Борис Евсеев - Пламенеющий воздух
Правда, после этих слов рот себе ладонью сразу и прикрыл. Однако, посидев немного, словно в забытьи, отбросил том Ключевского на кровать и вздохнул свободней.
— Вот, к примеру, ты, Эдмундыч… Ты ведь никаких ключевских историй не читал?
— И не стану.
— И счастлив ты?
— Счастлив, Саввушка, ох счастлив при особе твоей состоять!
— Так ты потому, дурья башка, счастлив, что от тебя всё скрыли. Отцензуровали для тебя, девять-семь, нашу историю мрачные большевички. А до них — царедворцы веселые! Ну а сейчас по-новому: тихо и трепетно цензуруют. И не дай тебе бог слово неугодное ныне сказать!
— Что ты, Саввушка! Я темный, а и то знаю: цензура у нас запрещена.
— Ну, штук пять вопросов у нас всегда и отовсюду изымают.
— Это какие же такие вопросы, уж ты позволь мне спросить, Саввушка?
— А вот какие. В первую голову РПЦ, потом хасиды, ну и, конечно, прежние и нынешние жертвоприношения людские…
— А во вторую, во вторую голову, Саввушка?

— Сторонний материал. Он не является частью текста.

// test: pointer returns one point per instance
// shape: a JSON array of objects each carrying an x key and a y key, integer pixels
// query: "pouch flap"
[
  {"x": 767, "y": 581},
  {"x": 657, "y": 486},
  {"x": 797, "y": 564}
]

— Ты старый, Эдмундыч. И поскольку стариться тебе дальше некуда, так ты, если будешь много знать, скоро песком рассыплешься!.. А что до первых двух вопросов… Ни хасидов, ни нашу родную церковную организацию — тронуть никак невозможно… Даже мысленно! Даже если у них какие-то непорядки или неправды. Ни-ни… Затерзают, как овцу! Вот я тебе про это сказал, и ты теперь на меня, может статься, донос напишешь. Стукнешь: Савва, мол, Куроцап в городе Романове говорил то-то и то-то…
— Что ты, Саввушка, если б я что существенное на тебя имел — давно стукнул бы. Но ты хитрый и умный, Саввушка. Лишнего слова из тебя клещами не вытянешь… Всё и от всех скрываешь. А только всё одно говорят люди: бесчинства в Романове Куроцап устроил. И еще, мол, бесясь с жиру, он цельный автобус пригнал в Романов! С пуссириотками! Ну, то бишь, со старушками блядовитыми…
— Милый мой! Ты пуссириоток с профурсетками перепутал! А если стукнуть собрался, так и скажи. Я и прощу, может…
Русский пернач Куроцап ласково склонил на бок лепную, с ястребиным кончиком носа головку.
— Ты, Саввушка, лучше мне про вопросы цензуры изъясни…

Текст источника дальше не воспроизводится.